Нуры Курреев, еще вчера сносивший пинки, доедавший объедки с чужого дастархана – скатерти, уже исходил желчью, злобой. Сидя с Мадером за бутылкой иранского шербета, мнил себя чуть ли не самим Джунаид-ханом, ведь он тоже не дрогнул, когда убивал своего брата. Поступок, достойный султана.
Щуря близорукие глаза, Мадер снял очки, тщательно протер стеклышки платочком и снова водрузил их на крупный, породистый нос. «Вот какие нам парни нужны, – подумал он. – Легион таких фанатиков, и Туркестан у наших ног…» Что ж, он, Мадер, не прогадал, не ошибся в этом молодом злом туркмене.
Сколько ни вглядывался Нуры в глаза своему собеседнику, так и не понял, что тот думал. О людях с такими непроницаемыми лицами хан как-то заметил: «Лучше иметь невозмутимое лицо, чем несметную казну». Однажды хан, распекая своих юзбашей за жадность, сказал: «И чего вы за богатством гонитесь? О душах своих позаботьтесь!.. Богатство закабаляет человека, лишает его воли». Тоже лицемер! Слушай, что мулла говорит, но не поступай, как он делает, ибо у него слова всегда расходятся с делом. Напротив, богатство раскрепощает человека, делает его свободным, независимым. Бедность – это жизнь на коленях, а в богатстве сила и величие. Уж это-то Каракурт на себе познал.

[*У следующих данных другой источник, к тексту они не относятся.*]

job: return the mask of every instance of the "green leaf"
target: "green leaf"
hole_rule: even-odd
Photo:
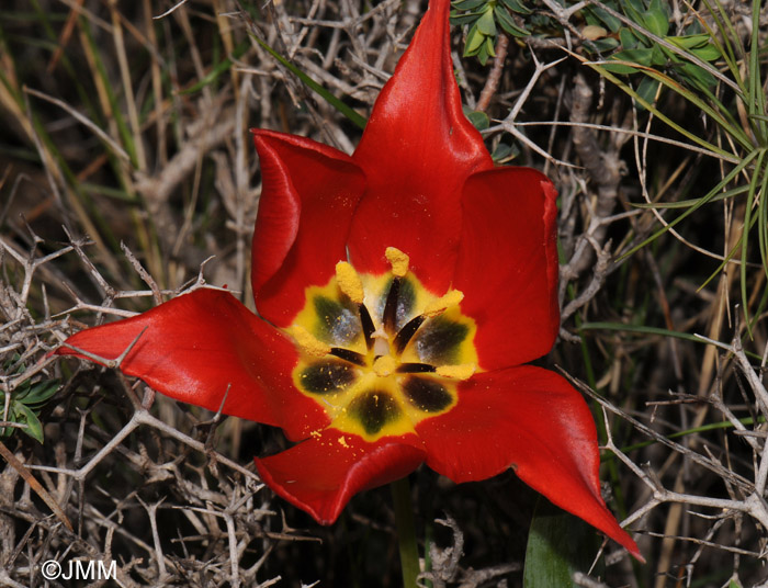
[[[710,44],[710,36],[707,34],[700,35],[684,35],[684,36],[668,36],[667,41],[673,45],[677,45],[681,49],[696,49],[697,47],[703,47]]]
[[[601,9],[600,7],[589,7],[589,11],[597,16],[597,19],[608,26],[608,29],[611,30],[612,33],[615,33],[621,29],[621,21],[613,16],[613,14],[609,14],[606,10]]]
[[[720,53],[720,49],[711,43],[708,43],[701,47],[694,47],[690,49],[690,52],[699,59],[703,59],[704,61],[716,61],[723,56],[723,54]]]
[[[472,24],[477,20],[477,14],[462,14],[459,15],[458,12],[451,12],[451,24],[455,26],[462,26],[464,24]]]
[[[485,37],[485,38],[486,38],[486,41],[487,41],[487,39],[489,39],[490,37]],[[492,45],[492,47],[493,47],[493,45]],[[482,65],[485,65],[485,64],[488,63],[488,56],[489,56],[489,54],[488,54],[488,44],[487,44],[487,43],[483,43],[483,44],[481,45],[479,49],[477,50],[477,60],[478,60]]]
[[[669,32],[669,15],[667,14],[666,2],[662,0],[651,0],[651,5],[645,13],[645,27],[656,36],[666,36]]]
[[[523,588],[575,587],[573,575],[589,569],[596,539],[587,523],[540,497],[526,547]]]
[[[16,422],[21,422],[26,425],[26,428],[22,429],[26,434],[29,434],[32,439],[35,439],[38,443],[43,442],[43,425],[41,425],[39,419],[37,418],[37,415],[34,414],[34,411],[27,407],[24,406],[21,403],[14,403],[15,408],[19,411],[18,417],[20,417]]]
[[[472,25],[472,29],[470,29],[470,32],[466,34],[466,44],[464,45],[464,57],[475,55],[479,50],[484,41],[485,35],[483,35],[483,33],[481,33],[477,30],[477,24],[475,23],[474,25]]]
[[[460,11],[475,10],[487,3],[487,0],[461,0],[459,2],[451,2],[451,7]]]
[[[630,61],[633,64],[639,64],[641,66],[650,66],[651,60],[653,59],[653,49],[646,47],[642,47],[639,49],[624,49],[611,55],[611,59]]]
[[[47,402],[58,389],[58,380],[46,380],[30,386],[23,397],[16,397],[18,402],[26,406],[38,405]]]
[[[608,53],[619,46],[619,42],[613,37],[598,38],[591,42],[592,47],[601,53]]]
[[[643,81],[641,81],[637,87],[637,95],[653,104],[656,101],[656,92],[660,84],[662,82],[653,78],[643,78]]]
[[[518,0],[501,0],[504,5],[506,5],[509,10],[512,12],[517,12],[518,14],[531,14],[531,9],[526,7],[522,2],[518,2]]]
[[[494,9],[494,14],[496,14],[496,20],[498,20],[499,25],[508,35],[512,35],[516,37],[527,37],[531,34],[529,31],[526,31],[524,29],[518,26],[512,20],[512,18],[509,15],[509,13],[500,5],[497,5]]]
[[[477,30],[485,36],[496,36],[496,22],[494,21],[493,10],[486,10],[483,15],[477,19]]]

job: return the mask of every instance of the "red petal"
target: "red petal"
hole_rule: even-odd
[[[341,151],[313,140],[253,131],[261,200],[253,234],[253,293],[259,314],[286,327],[307,285],[325,285],[347,259],[352,212],[364,189]]]
[[[600,495],[597,432],[584,398],[557,374],[523,365],[474,376],[459,404],[421,421],[427,465],[454,482],[507,467],[558,507],[580,517],[642,561]]]
[[[226,292],[196,290],[80,331],[67,343],[115,359],[139,333],[121,370],[171,398],[218,410],[228,387],[225,414],[282,427],[292,439],[328,422],[319,405],[293,385],[293,343]],[[66,347],[56,352],[88,359]]]
[[[331,524],[357,493],[407,476],[423,459],[413,434],[369,443],[328,428],[287,451],[257,457],[256,466],[278,495],[320,524]]]
[[[450,53],[449,0],[432,0],[410,46],[373,108],[354,161],[368,190],[350,252],[364,272],[388,270],[384,249],[411,257],[419,279],[448,289],[461,224],[461,186],[493,162],[462,113]]]
[[[485,370],[519,365],[552,349],[560,329],[555,192],[542,173],[499,168],[466,182],[453,287],[477,321]]]

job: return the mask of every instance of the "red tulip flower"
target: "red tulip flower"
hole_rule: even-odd
[[[282,428],[295,445],[259,474],[323,524],[421,463],[456,483],[512,467],[640,559],[600,496],[585,400],[524,365],[560,327],[556,194],[494,167],[463,115],[449,9],[432,0],[353,156],[255,131],[258,316],[196,290],[58,352],[116,358],[138,337],[125,374]]]

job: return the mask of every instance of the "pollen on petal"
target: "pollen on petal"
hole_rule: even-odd
[[[392,265],[392,274],[396,278],[403,278],[408,273],[408,265],[410,264],[410,258],[407,253],[404,253],[395,247],[387,247],[384,251],[386,260]]]
[[[379,376],[387,376],[397,369],[397,362],[392,355],[382,355],[373,362],[373,371]]]
[[[461,290],[451,290],[439,298],[430,302],[423,310],[423,316],[432,318],[445,312],[447,308],[455,306],[464,299],[464,293]]]
[[[451,380],[468,380],[476,370],[477,365],[474,363],[463,363],[461,365],[439,365],[434,372]]]
[[[349,299],[354,304],[363,303],[363,298],[365,297],[363,282],[350,263],[347,261],[339,261],[336,264],[336,281],[341,292],[349,296]]]
[[[321,358],[330,353],[331,347],[323,341],[316,339],[308,330],[306,330],[301,325],[294,325],[289,329],[289,332],[293,337],[296,344],[302,351],[307,355],[314,355],[316,358]]]

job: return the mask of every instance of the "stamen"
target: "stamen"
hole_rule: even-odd
[[[410,258],[407,253],[404,253],[395,247],[387,247],[384,251],[386,260],[392,265],[392,273],[397,278],[403,278],[408,273],[408,264],[410,263]]]
[[[301,325],[294,325],[289,328],[289,332],[293,337],[298,348],[307,355],[321,358],[330,353],[331,347],[315,338],[308,330]]]
[[[477,365],[474,363],[462,363],[461,365],[440,365],[436,372],[450,380],[470,380],[476,370]]]
[[[389,337],[382,329],[376,330],[373,335],[373,357],[381,358],[389,354]]]
[[[461,290],[451,290],[439,298],[430,302],[423,309],[423,316],[434,318],[436,316],[443,314],[449,307],[455,306],[463,299],[464,293]]]
[[[373,371],[377,376],[387,376],[397,369],[397,362],[392,355],[382,355],[373,362]]]
[[[400,329],[400,331],[397,333],[397,337],[395,337],[395,351],[397,353],[403,353],[403,350],[406,348],[408,344],[408,341],[413,339],[414,335],[416,335],[416,331],[419,330],[419,327],[421,324],[427,319],[423,315],[417,316],[415,318],[411,318],[408,323],[406,323],[405,327]]]
[[[360,280],[360,275],[352,268],[352,265],[346,261],[339,261],[336,264],[336,281],[339,284],[339,290],[349,296],[354,304],[362,304],[363,297],[363,282]]]
[[[387,332],[394,333],[397,328],[397,302],[400,296],[400,279],[395,278],[389,286],[389,292],[386,294],[386,303],[384,304],[384,314],[382,323]]]
[[[355,365],[365,365],[365,358],[362,355],[362,353],[358,353],[357,351],[343,349],[341,347],[334,347],[330,349],[329,353],[331,355],[336,355],[340,360],[354,363]]]
[[[423,374],[434,371],[434,365],[429,363],[400,363],[397,368],[398,374]]]
[[[371,318],[371,313],[364,304],[360,305],[360,324],[363,327],[363,335],[365,336],[365,347],[371,349],[373,347],[373,333],[376,327],[373,325],[373,319]]]

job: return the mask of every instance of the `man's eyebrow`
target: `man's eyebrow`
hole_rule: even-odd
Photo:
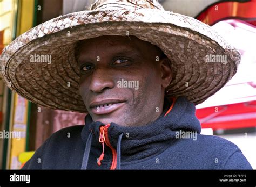
[[[127,49],[125,51],[117,51],[113,52],[111,56],[112,57],[114,57],[115,56],[122,56],[122,55],[125,55],[126,54],[134,54],[134,56],[137,56],[138,57],[141,57],[141,54],[140,53],[134,50],[134,49]],[[100,56],[100,55],[96,55],[95,57],[92,58],[91,57],[89,57],[86,55],[83,55],[78,58],[78,61],[93,61],[95,60],[97,58],[97,56]]]

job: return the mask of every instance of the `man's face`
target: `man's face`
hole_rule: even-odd
[[[161,114],[171,79],[166,59],[133,37],[105,35],[82,41],[79,92],[93,121],[144,125]]]

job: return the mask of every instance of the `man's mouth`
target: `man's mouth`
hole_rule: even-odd
[[[125,105],[125,100],[106,99],[91,103],[90,108],[95,114],[106,114],[119,109]]]

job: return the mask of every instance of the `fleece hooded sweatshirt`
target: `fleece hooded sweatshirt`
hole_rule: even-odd
[[[200,134],[194,105],[184,97],[145,126],[93,121],[53,134],[24,169],[252,169],[240,149],[214,135]]]

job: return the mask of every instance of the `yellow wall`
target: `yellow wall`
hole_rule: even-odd
[[[18,1],[17,36],[27,31],[33,26],[35,2],[33,0]],[[10,131],[20,132],[21,138],[11,139],[10,142],[9,169],[19,169],[18,155],[25,151],[28,124],[28,101],[14,93],[12,103],[13,115],[11,116]]]

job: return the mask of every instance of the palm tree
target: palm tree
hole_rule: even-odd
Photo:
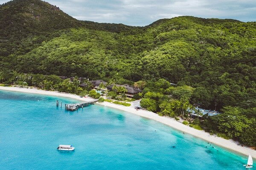
[[[127,92],[127,89],[124,86],[120,86],[117,88],[117,92],[121,93],[122,97],[124,98],[125,92]]]
[[[100,89],[101,90],[104,89],[106,88],[104,84],[103,84],[103,83],[102,82],[100,84],[99,84],[99,89]]]
[[[3,76],[3,72],[0,72],[0,82],[1,81],[2,83],[3,83],[4,77]]]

– О мой эфенди! – Мадер вынул изо рта дымящуюся трубку. Говорил он, как всегда, чуть выспренно. – Да вы никак пригорюнились… Как вершина горы не бывает без дымки, так и голова джигита без думки, – так, кажется, говорят туркмены? Надеюсь, вы не думаете плохо о своих друзьях? Подойдите вон к тому столу, я кое-что вам продиктую, – немец кивнул головой на темный секретер, стоявший в углу.
Округлые буквы, старательно выводимые рукой, косо ложились на листок: «Я, Нуры, сын Курре, родом из аула Конгур, по кличке Каракурт, обязуюсь верой и правдой служить разведывательным органам Германии…» Курреев прочел написанное и сам подивился: неужели все это он написал? Ведь последний раз брался за карандаш года три назад, когда помогал личному секретарю Джунаид-хана, которому хотел доказать, что аульная школа, а после и уроки ишана Ханоу неплохо выучили грамоте и его.
6
Эфенди – господин.
7
Хадж – паломничество в Мекку и Медину. Мусульманину, совершившему такое паломничество, присваивается духовный сан «хаджи».